When I entered the enclosure, however, I found myself in the women’s camp. The sun was still on my left, above the flat horizon. Jerk that I was, I whipped the pony around and, circling the camp, headed south again, a sick sweat breaking out all over me. As I rode, I kept checking the compass needle, which continued to say south, south, all the way up to the northern edge of the women’s camp. Again. By that time, the sun was high in the day, and the camp was in the midst of its usual bustle. I dismounted, walked on rubber legs to Puniekka’s yurt, and took to my pallet. No one spoke to me.

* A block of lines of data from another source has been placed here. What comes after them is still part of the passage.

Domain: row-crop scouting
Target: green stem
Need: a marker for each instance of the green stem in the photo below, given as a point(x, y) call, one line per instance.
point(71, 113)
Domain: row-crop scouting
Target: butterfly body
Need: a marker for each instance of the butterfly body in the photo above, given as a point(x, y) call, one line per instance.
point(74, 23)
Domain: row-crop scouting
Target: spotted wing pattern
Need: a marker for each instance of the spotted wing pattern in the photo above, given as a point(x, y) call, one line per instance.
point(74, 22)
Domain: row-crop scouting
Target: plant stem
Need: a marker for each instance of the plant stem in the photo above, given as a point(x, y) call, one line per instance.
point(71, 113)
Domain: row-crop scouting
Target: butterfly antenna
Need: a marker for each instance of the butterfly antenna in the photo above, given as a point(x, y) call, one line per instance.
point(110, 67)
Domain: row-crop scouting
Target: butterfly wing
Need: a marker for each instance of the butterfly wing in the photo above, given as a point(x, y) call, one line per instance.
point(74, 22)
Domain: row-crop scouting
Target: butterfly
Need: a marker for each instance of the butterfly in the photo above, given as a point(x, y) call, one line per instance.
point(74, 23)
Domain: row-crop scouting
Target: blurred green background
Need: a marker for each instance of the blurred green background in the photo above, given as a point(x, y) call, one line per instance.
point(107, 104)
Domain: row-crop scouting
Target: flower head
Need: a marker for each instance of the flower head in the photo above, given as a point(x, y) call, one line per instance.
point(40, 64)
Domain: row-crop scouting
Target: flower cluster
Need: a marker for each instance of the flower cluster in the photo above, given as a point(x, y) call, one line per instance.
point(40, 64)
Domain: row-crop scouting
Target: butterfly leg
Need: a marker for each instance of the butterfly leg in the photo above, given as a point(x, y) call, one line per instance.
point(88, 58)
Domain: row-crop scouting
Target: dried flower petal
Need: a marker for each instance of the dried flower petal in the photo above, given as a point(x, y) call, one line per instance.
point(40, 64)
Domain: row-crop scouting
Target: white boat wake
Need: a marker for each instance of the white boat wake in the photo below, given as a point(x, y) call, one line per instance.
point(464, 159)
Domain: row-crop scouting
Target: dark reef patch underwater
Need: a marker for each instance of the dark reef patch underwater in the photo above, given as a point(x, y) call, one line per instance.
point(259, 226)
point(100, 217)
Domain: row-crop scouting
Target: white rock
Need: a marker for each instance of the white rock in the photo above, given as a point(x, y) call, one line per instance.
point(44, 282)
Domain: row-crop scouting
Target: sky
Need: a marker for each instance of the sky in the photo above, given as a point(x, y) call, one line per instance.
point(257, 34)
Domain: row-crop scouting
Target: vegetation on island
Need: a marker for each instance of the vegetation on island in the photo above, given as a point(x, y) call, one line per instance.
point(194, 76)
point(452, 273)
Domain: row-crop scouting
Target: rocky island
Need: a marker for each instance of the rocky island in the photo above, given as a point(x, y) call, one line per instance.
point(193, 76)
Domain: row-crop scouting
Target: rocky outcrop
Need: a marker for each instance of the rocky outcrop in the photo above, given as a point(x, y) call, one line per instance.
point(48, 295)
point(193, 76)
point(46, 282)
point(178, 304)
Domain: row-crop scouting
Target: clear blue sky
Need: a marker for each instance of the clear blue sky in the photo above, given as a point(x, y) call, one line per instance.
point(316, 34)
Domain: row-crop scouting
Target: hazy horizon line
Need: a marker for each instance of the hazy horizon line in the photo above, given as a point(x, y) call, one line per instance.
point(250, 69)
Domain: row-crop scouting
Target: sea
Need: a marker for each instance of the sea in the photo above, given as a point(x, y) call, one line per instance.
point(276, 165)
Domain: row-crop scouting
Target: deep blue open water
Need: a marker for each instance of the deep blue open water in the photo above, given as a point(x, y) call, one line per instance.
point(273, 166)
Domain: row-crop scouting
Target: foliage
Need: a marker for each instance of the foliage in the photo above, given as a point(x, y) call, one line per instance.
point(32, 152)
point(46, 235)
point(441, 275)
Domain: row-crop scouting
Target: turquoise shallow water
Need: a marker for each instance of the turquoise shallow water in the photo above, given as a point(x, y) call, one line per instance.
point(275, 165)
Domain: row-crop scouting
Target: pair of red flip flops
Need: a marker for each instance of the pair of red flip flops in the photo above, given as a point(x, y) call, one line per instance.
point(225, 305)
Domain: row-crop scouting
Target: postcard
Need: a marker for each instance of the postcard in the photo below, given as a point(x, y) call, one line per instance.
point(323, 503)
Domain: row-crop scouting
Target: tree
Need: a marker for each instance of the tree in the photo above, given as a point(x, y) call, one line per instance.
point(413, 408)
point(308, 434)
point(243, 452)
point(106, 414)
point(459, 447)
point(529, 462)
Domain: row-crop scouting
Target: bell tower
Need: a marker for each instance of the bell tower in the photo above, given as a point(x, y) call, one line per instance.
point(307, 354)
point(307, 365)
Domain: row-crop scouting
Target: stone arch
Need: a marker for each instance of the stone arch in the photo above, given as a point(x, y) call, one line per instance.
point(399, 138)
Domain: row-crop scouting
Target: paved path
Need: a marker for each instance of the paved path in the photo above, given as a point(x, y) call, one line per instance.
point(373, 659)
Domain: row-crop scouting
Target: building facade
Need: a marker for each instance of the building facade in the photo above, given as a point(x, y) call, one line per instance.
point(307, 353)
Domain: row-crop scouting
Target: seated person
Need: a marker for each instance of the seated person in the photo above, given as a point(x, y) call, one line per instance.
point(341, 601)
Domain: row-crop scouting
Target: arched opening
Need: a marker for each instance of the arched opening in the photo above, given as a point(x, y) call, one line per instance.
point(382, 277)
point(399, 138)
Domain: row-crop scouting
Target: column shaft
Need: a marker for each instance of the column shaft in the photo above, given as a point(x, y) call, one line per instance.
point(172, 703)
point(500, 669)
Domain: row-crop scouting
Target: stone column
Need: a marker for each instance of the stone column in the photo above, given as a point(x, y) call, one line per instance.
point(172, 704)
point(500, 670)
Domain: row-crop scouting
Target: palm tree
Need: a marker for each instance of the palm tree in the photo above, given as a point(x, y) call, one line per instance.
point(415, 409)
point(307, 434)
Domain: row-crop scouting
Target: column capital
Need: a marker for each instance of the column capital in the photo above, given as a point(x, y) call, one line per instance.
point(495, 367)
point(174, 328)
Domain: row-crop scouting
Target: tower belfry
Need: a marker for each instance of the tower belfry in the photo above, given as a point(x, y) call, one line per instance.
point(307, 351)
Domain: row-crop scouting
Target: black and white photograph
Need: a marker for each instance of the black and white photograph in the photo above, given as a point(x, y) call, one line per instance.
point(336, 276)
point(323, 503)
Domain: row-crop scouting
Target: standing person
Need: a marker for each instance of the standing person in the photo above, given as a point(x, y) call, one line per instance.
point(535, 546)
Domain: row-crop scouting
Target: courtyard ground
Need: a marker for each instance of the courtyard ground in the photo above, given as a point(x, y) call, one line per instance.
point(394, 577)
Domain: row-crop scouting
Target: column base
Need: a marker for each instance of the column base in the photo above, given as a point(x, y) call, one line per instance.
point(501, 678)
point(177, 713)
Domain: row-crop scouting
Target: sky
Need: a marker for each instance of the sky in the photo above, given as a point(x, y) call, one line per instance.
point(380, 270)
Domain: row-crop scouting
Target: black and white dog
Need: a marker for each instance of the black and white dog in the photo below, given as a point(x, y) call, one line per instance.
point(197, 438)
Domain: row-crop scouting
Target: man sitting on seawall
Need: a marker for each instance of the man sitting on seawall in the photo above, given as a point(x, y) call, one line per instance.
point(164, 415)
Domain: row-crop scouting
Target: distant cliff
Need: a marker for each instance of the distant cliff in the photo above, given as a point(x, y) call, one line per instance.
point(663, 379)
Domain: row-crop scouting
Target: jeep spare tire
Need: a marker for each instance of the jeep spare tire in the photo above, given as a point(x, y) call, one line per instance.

There I stayed, more or less, hardly eating, silent, curled up in a ball, leaking tears. I suppose I had been driven mad. I suppose I was clinically speaking a paranoid psychotic during those weeks, although I don’t know whether this term is of any value in the cultural context of the Chenka. It’s hard for me to reconstruct my thoughts during that time, but I know there were a lot of them, more thoughts than usually run through a human brain in a similar stretch of time, racing thoughts. Like: all the fault of Marcel Vierchau, French shit, filthy Jew, seducer, manipulator, never loved me, just wanted me as a guinea pig and a free fuck. Stupid me. Never loved me never. Fucking all the other girls, too. I wasn’t the first, no. I saw his notes. I can read French. I’m not the first, no, he brought lots of girls out to Puniekka to eat up like the witch in the fairy tales, evil magician, egg in my cunt, how did he do that, how did she do that, it was pointing south, south, south all the time, they will give me a dog’s head, and the ogga will make me into an old lady.
Marcel arrived with the other men for the feast. He came to see me and I immediately attacked him, physically and with words, horrible stuff, and a remarkable amount of it anti-Semitic, although I thought myself quite free of that mental vice. Marcel had as a baby been hidden in a Catholic orphanage during the Nazi time, and his parents had died in the camps, so whatever was speaking through me had a fine taste in cruelty. And the usual lies about what an old impotent sack of shit he was in bed, how his prick was way too small, how I’d fucked all his graduate students, and on and on and he just sat there looking at me, maddeningly calm until I leaped on him, fists and nails. He cried out something. Puniekka moved, striking like a snake, and placed both her hands flat upon my temples. They were icy; shortly I felt the coolness sink into my brain and I fell back upon my pallet and into a dream.
Or something like one. I was curiously at ease, detached but interested, like an actor in the wings, watching the other performers, waiting for her own cue. I remember that my vision seemed particularly acute, the colors of the yurt’s furnishing and of the dress of Puniekka and Marcel seemed hyperreal. I want to say jewel-like, but that’s not quite it. Like food in a food ad. The rage had quite gone, or rather I still felt it, but abstractly, as if it didn’t engage my real self.